Retour à l'enceinte du Conseil départemental, où la session a repris par les mots de la vice-présidente en charge du social, Marie-Pierre Martin, à l'endroit des manifestants. "Nous ne lançons pas un appel à projets pour faire des économies ou diminuer un budget, mais pour répondre aux besoins", notamment ceux liés aux fratries, aux jeunes majeurs ou aux mineurs isolés étrangers. D'où l'orientation assumée par la majorité départementale et détaillée dans ces mêmes colonnes il y a quelques semaines.
"Le critère principal de l'appel à projets, c'est l'efficience, car c'est bien l'enfant qui compte.
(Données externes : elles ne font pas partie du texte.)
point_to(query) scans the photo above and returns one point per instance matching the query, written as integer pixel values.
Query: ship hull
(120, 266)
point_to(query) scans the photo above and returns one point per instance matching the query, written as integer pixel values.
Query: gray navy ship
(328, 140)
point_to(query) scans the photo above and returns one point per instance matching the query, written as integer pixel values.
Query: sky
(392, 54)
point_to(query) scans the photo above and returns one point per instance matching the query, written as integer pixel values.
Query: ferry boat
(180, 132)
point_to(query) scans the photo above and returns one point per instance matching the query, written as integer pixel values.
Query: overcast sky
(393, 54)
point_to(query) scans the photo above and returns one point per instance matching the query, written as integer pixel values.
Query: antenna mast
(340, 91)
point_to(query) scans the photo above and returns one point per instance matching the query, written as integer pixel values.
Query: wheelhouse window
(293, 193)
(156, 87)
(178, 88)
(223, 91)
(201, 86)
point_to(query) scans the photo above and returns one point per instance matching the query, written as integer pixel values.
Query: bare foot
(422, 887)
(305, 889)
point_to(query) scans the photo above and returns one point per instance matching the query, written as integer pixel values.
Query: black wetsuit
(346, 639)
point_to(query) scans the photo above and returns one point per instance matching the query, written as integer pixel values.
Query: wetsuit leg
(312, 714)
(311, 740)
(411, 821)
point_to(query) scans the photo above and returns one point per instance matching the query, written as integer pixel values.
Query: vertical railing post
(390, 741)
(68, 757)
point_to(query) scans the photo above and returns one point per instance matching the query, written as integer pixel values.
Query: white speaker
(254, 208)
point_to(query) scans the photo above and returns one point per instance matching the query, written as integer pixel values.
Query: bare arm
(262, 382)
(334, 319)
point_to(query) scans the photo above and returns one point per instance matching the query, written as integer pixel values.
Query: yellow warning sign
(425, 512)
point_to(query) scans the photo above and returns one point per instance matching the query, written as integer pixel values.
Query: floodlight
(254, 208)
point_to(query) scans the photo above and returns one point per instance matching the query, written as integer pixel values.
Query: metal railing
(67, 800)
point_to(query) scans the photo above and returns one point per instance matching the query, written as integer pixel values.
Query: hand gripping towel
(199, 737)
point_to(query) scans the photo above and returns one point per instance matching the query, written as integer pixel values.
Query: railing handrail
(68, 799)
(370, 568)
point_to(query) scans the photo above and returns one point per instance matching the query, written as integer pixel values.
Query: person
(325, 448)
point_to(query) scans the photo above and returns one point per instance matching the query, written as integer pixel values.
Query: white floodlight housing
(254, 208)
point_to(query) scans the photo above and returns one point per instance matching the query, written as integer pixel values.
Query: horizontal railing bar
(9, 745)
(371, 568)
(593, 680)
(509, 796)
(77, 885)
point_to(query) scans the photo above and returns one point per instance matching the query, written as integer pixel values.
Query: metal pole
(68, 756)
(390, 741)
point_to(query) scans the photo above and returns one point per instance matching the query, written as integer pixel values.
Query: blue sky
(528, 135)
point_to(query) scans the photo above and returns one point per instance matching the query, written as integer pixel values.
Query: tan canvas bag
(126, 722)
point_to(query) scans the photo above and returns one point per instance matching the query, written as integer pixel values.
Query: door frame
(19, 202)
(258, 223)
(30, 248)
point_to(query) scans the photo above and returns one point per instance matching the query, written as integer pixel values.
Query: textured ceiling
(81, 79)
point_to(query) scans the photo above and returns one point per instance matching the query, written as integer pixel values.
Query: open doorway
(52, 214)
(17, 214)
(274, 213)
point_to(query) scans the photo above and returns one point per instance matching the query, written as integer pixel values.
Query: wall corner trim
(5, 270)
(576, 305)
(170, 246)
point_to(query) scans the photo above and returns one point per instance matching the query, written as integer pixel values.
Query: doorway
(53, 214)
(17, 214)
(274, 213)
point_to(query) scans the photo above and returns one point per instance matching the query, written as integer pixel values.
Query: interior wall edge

Il faut évoluer ! Ce que nous souhaitons, c'est une mise à plat des pratiques, mais avec de la concertation" - Christian Gillet (UDI)

Reste que le débat est loin d'être clos. La semaine passée, Christian Gillet a ainsi reçu les présidents des 12 associations qui assurent, pour le compte du département, la gestion des Maisons d'enfant à caractère social (Mecs). Pour les rassurer sur le fait qu'il s'agit bien d'un appel à projets, et pas d'un appel d'offres. Et repousser de quelques mois, d'avril à septembre, le lancement de cet appel à projets, qui interviendra après l'adoption d'un schéma enfance, famille - soutien à la parentalité. 

Technique, tout ça ? Sans doute, mais fondamental, notamment à l'heure où la collectivité s'apprête à investir 14 M€, dont 1,8 M dès cette année, pour la construction du nouveau Village Saint Exupéry. "Nous ne sommes pas systématiquement contre votre orientation d'appels à projets, car cette politique peut développer l'innovation", avance ainsi Fatimata Amy (PS) pour la minorité départementale. "Mais nous vous alertons sur les dérives de cette mise en concurrence, qui pourrait entraîner une sorte de dumping social n'offrant pas suffisamment de garanties, sans oublier l'enjeu de l'emploi de nos salariés." 
Et la conseillère générale d'opposition de poursuivre : "En terme d'appels à projets, les indicateurs s'orientent souvent sur du quantitatif, donc de la productivité. Or, dans le champ des solidarités, on ne peut pas tout réduire par la loi du nombre. Plutôt que de recourir systématiquement aux appels à projets, nous vous proposons de fédérer l'ensemble de nos professionnels locaux et associatifs autour de CPOM, qui sont des contrats de confiance pour une gestion moderne car notre mission c'est d'amortir les crises sociales et particulièrement dans notre département."

"En terme d'appels à projets, les indicateurs s'orientent souvent sur du quantitatif, donc de la productivité. Or, dans le champ des solidarités, on ne peut pas tout réduire par la loi du nombre" - Fatimata Amy (PS)

CPOM, un joyeux acronyme, pour Convention pluriannuelle d'objectifs et de moyens. Une solution à tous les maux ? La question divise, y compris au sein de l'intersyndicale des salariés de la protection de l'enfance. "Un appel à projets n'est pas contradictoire avec une CPOM", soutient Marie-Pierre Martin. Le discours de Christian Gillet est plus tranchant. "Le critère principal de l'appel à projets, c'est l'efficience, car c'est bien l'enfant qui compte. Il faut évoluer ! Ce que nous souhaitons, c'est une mise à plat des pratiques, mais avec de la concertation", insiste le président de la collectivité, avant de conclure : "J'incite aussi à un rapport normalisé entre les administrateurs de ces associations et leurs employés..."

Pas disposée à voter l'amendement proposée par la minorité d'augmenter de plus de 400 000 € le budget sur l'ensemble du dispositif de prévention, la majorité départementale est restée droite dans ses bottes. Mais une attention toute particulière sera portée sur la construction, par la collectivité, des cahiers des charges relatifs aux appels à projets. Et aux choix qui seront finalement arrêtés.